I'm using a new process for generating essential agreements in my physical education classes this year. Student voice is a very powerful force in advocating for physical education's rightful place in a school's curriculum. So, as a starting point last week I asked my students the following question:
For a few minutes I discussed with them what is happening with PE classes in some schools around the world. That PE time is being cut and in some drastic cases, cut from the curriculum entirely. Although our school, Nanjing International School, would never do this, I asked my students to imagine that PE was being cut in order for them to empathize with students around the world who are losing PE time.
I set them off on a 'walk & talk' and had them come up with strong reasons why PE should be an important part of their school experience. I had yellow sticky notes ready to go and they were then asked to write their ideas down and post them around the driving question in the visual that you see above.
After collecting all of their ideas and looking through them, I was able to nail down several key ideas about why PE is important. I then used these key ideas to create the following visual. All ideas came from the students. In some cases I had to clarify what the student was trying to say and help them re-write their ideas to help it make better sense.

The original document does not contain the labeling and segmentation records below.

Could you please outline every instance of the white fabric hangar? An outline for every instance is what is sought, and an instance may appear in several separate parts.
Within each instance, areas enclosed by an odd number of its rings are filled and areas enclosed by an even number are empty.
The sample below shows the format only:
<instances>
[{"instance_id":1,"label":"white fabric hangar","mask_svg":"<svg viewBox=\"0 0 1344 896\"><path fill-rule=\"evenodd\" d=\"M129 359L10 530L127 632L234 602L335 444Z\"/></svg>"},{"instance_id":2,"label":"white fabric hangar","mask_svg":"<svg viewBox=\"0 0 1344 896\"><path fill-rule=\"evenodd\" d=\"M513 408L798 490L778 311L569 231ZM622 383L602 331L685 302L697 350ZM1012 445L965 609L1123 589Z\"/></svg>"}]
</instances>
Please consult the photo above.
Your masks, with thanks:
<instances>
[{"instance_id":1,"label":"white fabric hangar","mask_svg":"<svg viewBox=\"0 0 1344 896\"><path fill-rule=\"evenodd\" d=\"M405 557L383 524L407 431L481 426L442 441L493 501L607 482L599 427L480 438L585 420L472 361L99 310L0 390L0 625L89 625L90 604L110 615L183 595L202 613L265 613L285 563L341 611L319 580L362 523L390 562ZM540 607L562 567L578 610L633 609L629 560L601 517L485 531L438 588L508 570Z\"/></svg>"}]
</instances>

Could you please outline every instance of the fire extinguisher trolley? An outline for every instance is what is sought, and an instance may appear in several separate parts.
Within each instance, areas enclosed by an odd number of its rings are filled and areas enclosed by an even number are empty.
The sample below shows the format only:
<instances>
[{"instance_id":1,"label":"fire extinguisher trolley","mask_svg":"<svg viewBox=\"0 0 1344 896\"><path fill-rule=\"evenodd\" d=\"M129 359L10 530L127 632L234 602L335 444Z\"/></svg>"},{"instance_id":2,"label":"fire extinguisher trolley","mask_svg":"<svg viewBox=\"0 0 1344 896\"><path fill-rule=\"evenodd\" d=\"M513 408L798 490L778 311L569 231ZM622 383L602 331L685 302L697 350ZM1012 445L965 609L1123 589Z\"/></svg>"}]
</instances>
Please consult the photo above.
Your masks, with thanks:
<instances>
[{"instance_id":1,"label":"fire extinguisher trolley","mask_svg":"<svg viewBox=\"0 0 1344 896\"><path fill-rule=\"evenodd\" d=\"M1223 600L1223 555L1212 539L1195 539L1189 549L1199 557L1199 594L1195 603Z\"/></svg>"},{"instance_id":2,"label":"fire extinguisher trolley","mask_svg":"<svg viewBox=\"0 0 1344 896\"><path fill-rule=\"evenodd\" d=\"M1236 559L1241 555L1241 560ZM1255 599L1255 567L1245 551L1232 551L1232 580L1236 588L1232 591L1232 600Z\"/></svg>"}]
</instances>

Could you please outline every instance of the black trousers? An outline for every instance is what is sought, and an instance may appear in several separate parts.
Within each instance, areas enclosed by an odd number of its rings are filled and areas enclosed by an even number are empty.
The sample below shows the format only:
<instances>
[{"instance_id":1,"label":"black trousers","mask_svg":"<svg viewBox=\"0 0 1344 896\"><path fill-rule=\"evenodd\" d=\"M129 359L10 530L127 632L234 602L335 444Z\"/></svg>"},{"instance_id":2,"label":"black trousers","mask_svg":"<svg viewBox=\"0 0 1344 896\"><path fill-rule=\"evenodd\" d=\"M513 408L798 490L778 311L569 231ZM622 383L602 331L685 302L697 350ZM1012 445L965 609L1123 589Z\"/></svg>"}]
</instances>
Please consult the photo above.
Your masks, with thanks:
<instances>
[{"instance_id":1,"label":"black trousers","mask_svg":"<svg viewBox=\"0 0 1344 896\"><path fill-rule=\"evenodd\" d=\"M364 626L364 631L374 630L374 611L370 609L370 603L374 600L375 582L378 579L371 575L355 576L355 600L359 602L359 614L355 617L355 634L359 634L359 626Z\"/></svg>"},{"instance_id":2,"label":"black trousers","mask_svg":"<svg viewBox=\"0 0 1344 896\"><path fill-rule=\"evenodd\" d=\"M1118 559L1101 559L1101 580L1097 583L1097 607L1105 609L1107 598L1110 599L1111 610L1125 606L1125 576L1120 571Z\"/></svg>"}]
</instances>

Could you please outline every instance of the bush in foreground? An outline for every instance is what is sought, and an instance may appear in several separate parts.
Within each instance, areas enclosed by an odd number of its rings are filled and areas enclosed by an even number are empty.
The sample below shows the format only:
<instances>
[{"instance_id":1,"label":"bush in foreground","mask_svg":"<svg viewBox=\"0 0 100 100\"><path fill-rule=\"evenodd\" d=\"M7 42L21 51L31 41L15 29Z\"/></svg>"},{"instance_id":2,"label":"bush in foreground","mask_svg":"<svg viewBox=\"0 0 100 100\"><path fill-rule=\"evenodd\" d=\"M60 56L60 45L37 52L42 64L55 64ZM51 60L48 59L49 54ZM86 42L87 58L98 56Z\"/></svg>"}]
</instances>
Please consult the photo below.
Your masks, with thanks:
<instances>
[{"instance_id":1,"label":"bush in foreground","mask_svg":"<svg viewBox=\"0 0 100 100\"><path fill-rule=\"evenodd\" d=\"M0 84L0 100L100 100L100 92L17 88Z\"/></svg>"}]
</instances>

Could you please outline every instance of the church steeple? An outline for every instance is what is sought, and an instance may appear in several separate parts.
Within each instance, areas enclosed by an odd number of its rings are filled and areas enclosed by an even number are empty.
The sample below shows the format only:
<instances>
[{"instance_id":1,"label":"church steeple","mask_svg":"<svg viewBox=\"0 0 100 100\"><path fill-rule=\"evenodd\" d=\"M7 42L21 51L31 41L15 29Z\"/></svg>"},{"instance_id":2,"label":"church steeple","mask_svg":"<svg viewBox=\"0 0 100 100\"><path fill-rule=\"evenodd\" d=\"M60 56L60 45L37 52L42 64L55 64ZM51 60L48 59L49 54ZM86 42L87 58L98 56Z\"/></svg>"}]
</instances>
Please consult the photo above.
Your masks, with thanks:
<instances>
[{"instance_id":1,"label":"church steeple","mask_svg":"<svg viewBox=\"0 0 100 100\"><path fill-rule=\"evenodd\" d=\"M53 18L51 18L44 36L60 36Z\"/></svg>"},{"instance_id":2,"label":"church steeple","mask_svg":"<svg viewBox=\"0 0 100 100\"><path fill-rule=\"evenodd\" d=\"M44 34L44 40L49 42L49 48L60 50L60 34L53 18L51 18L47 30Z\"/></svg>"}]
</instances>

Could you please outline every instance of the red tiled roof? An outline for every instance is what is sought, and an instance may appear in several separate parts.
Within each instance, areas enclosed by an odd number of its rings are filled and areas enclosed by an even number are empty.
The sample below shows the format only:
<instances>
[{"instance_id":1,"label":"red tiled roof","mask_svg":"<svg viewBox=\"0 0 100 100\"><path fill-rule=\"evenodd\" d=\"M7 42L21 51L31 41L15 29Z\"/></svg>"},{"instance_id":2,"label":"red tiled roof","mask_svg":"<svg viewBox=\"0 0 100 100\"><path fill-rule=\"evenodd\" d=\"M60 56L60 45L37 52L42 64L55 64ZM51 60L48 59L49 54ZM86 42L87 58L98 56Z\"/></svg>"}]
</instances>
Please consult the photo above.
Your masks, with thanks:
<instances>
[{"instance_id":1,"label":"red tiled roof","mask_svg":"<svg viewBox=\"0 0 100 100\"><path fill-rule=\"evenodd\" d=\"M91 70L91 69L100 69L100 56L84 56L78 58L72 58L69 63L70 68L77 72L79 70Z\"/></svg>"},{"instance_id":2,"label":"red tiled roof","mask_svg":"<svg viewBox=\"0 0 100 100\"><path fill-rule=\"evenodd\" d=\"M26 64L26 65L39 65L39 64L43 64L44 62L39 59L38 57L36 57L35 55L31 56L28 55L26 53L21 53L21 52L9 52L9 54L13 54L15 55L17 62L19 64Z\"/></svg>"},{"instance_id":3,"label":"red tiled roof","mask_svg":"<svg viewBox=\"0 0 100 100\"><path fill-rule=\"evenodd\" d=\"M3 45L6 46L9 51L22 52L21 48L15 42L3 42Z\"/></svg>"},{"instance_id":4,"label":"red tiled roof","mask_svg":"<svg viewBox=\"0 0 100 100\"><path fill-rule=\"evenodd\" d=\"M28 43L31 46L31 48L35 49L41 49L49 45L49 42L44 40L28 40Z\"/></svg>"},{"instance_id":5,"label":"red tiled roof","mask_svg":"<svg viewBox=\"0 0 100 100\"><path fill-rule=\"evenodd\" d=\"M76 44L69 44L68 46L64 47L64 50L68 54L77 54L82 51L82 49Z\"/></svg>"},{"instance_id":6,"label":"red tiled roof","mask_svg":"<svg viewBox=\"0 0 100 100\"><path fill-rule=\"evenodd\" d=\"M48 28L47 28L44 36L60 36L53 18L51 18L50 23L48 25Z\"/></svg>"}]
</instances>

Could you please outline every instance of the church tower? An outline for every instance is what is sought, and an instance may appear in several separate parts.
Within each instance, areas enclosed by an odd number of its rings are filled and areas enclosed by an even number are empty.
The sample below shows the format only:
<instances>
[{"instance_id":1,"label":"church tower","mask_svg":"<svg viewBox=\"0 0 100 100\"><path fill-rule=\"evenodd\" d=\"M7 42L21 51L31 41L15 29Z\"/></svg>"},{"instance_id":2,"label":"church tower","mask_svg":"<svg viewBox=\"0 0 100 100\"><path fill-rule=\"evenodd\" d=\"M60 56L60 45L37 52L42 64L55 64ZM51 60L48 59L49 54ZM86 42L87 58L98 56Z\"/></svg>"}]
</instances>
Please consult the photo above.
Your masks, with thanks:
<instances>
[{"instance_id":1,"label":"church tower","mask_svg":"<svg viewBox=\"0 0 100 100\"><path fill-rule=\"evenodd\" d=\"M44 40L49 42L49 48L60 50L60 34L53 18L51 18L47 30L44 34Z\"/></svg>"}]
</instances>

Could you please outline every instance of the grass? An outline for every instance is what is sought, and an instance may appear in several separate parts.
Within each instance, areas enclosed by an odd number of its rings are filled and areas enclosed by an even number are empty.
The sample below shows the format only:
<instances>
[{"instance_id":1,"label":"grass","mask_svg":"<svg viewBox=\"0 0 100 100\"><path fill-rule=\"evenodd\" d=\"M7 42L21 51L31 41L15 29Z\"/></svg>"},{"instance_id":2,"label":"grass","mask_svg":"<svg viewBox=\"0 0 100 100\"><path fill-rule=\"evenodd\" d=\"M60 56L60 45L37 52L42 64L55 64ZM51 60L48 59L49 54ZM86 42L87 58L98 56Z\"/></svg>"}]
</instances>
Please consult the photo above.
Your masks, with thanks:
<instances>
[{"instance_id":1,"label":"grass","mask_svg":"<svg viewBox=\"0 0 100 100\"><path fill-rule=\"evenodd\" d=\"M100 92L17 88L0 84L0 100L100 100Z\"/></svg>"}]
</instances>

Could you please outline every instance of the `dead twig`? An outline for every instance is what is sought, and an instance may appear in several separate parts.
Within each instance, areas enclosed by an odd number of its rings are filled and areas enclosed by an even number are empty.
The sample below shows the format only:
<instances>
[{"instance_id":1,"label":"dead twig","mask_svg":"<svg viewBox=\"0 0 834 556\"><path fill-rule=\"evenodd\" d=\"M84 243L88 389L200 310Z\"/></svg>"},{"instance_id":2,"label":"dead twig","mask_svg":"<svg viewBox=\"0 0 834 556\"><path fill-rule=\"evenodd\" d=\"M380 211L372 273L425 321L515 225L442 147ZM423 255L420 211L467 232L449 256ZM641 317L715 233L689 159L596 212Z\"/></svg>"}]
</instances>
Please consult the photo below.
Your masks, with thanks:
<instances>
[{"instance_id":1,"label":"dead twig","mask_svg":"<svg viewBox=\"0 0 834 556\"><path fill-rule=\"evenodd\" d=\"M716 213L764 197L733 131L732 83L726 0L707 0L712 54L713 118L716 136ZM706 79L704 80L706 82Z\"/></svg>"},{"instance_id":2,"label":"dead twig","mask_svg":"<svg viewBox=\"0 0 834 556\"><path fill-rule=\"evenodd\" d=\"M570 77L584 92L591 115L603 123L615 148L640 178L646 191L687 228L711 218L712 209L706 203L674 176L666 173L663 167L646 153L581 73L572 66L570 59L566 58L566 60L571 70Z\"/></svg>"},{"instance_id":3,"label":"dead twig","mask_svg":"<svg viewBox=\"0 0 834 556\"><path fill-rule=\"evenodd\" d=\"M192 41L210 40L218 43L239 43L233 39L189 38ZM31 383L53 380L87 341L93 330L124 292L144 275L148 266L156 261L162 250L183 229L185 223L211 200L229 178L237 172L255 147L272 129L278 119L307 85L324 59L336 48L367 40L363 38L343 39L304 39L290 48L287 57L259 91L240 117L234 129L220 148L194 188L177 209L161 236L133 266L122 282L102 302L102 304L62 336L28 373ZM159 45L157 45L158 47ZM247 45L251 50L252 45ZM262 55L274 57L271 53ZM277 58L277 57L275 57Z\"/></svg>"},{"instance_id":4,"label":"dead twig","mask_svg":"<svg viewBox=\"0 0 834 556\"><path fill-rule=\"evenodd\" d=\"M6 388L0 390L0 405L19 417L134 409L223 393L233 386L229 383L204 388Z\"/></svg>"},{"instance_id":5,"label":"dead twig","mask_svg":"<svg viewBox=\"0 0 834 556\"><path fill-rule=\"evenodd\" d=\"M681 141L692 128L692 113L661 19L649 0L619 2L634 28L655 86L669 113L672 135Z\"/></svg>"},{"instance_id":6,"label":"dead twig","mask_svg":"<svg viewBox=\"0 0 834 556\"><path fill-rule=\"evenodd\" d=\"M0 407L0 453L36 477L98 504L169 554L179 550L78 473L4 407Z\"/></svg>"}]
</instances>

I blogged last week about the process I am using to create essential agreements this year. Using the visual of student ideas related to why PE is important, I then asked the students to think about essential agreements that we will put into practice in PE for the rest of the school year. I set them off on a 'walk & talk' to discuss their ideas. One pair of students actually decided to park themselves in front of the visual to discuss their ideas which was great to see.
After a few minutes we came together for a whole group discussion about their thoughts and ideas related to the essential agreements. There was a little confusion at first, but once I clarified the task, they were firing ideas at me left and right. We decided to focus on big ideas. Each big idea can easily be broken down to mini-ideas. For example, showing respect can mean many things. Better to have 5 or 6 big ideas rather than 10-12 smaller ideas. My students came up with what they feel to be 5 worthy essential agreements and here they are. It was a cool start to the year using this new format for generating essential agreements in PE. I will repeat the process with each grade level. Each grade level will have their own list of agreements. These visuals are great to hang up on the walls of the gym, especially when it comes to managing students.
Should a student do something questionable that breaks one of the essential agreements, all that is needed to be done is send them over to the visual to reflect on their behavior. In most cases, they will immediately understand which essential agreement was broken and it is easy to have a discussion with them about it. A very non-intrusive and non-threatening student management approach that is done in a respectful way.